4 《島》 1 《山》 1 《森》 4 《沸騰する小湖》 4 《霧深い雨林》 4 《燃え柳の木立ち》 4 《滝の断崖》 -土地(22)- 4 《タルモゴイフ》 -クリーチャー(4)- |
4 《思案》 4 《定業》 4 《マナ漏出》 4 《謎めいた命令》 2 《時間のねじれ》 4 《稲妻》 4 《罰する火》 4 《魔力変》 4 《紅蓮術士の昇天》 -呪文(34)- |
4 《田舎の破壊者》 3 《否認》 3 《大祖始の遺産》 2 《瞬間凍結》 2 《精神を刻む者、ジェイス》 1 《火山の流弾》 -サイドボード(15)- |
主に日本勢が好んで選択した《紅蓮術士の昇天》デッキは、軽量ドローにより《罰する火》コンボを揃えやすく、かつその唯一無二の角度が対戦相手にわからん殺しを誘発させやすいアーキタイプであった。

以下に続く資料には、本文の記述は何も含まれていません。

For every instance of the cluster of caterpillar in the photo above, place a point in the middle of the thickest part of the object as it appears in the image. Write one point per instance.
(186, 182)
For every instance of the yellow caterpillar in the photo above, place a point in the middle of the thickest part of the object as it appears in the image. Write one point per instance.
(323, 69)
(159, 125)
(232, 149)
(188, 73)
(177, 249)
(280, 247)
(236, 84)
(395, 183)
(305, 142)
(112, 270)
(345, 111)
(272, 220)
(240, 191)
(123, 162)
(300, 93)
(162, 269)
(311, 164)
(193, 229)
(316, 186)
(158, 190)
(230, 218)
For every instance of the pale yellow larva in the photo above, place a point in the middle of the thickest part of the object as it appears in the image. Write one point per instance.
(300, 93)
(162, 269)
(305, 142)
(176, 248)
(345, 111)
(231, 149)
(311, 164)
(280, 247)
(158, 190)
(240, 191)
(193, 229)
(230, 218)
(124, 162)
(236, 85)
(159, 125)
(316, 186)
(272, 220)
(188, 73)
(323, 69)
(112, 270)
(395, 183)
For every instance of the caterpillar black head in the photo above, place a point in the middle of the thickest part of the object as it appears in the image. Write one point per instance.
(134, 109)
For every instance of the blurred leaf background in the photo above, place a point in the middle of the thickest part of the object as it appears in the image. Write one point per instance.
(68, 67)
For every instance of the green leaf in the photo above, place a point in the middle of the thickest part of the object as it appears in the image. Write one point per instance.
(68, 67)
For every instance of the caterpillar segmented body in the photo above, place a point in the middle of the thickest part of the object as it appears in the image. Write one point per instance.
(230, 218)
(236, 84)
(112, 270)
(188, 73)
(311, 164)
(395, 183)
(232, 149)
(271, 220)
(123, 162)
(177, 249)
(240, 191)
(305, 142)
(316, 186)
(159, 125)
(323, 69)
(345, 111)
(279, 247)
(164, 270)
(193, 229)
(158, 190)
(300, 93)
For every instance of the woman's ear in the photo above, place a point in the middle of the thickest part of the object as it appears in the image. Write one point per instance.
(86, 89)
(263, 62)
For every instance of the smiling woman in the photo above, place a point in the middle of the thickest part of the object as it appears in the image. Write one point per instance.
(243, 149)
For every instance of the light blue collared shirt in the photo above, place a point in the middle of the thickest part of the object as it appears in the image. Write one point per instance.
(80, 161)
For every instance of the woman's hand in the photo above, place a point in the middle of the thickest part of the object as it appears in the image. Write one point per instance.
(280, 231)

また、コンボ以外のデッキ、例えばビートダウンにおいても、《罰する火》の存在は当然大きな影響を与えていた。
3 《森》 1 《沼》 4 《つぶやき林》 4 《新緑の地下墓地》 4 《霧深い雨林》 3 《反射池》 3 《樹上の村》 1 《黄昏のぬかるみ》 -土地(23)- 4 《ツリーフォークの先触れ》 4 《壌土のライオン》 4 《タルモゴイフ》 4 《朽ちゆくヒル》 4 《包囲の搭、ドラン》 3 《聖遺の騎士》 -クリーチャー(23)- |
4《思考囲い》 4《強迫》 1《殺戮の契約》 1《名も無き転置》 3《大渦の脈動》 1《遍歴の騎士、エルズペス》 -呪文(14)- |
3 《虚空の力線》 2 《蔓延》 2 《法の定め》 2 《台所の嫌がらせ屋》 2 《目覚ましヒバリ》 1 《殺戮の契約》 1 《外身の交換》 1 《遍歴の騎士、エルズペス》 1 《ボジューカの沼》 -サイドボード(15)- |
《罰する火》があるなら、タフネス3以上のクリーチャーで手早く殴ればいい。それを忠実に実現した《包囲の搭、ドラン》デッキは、プロツアー当日の台風の目だった。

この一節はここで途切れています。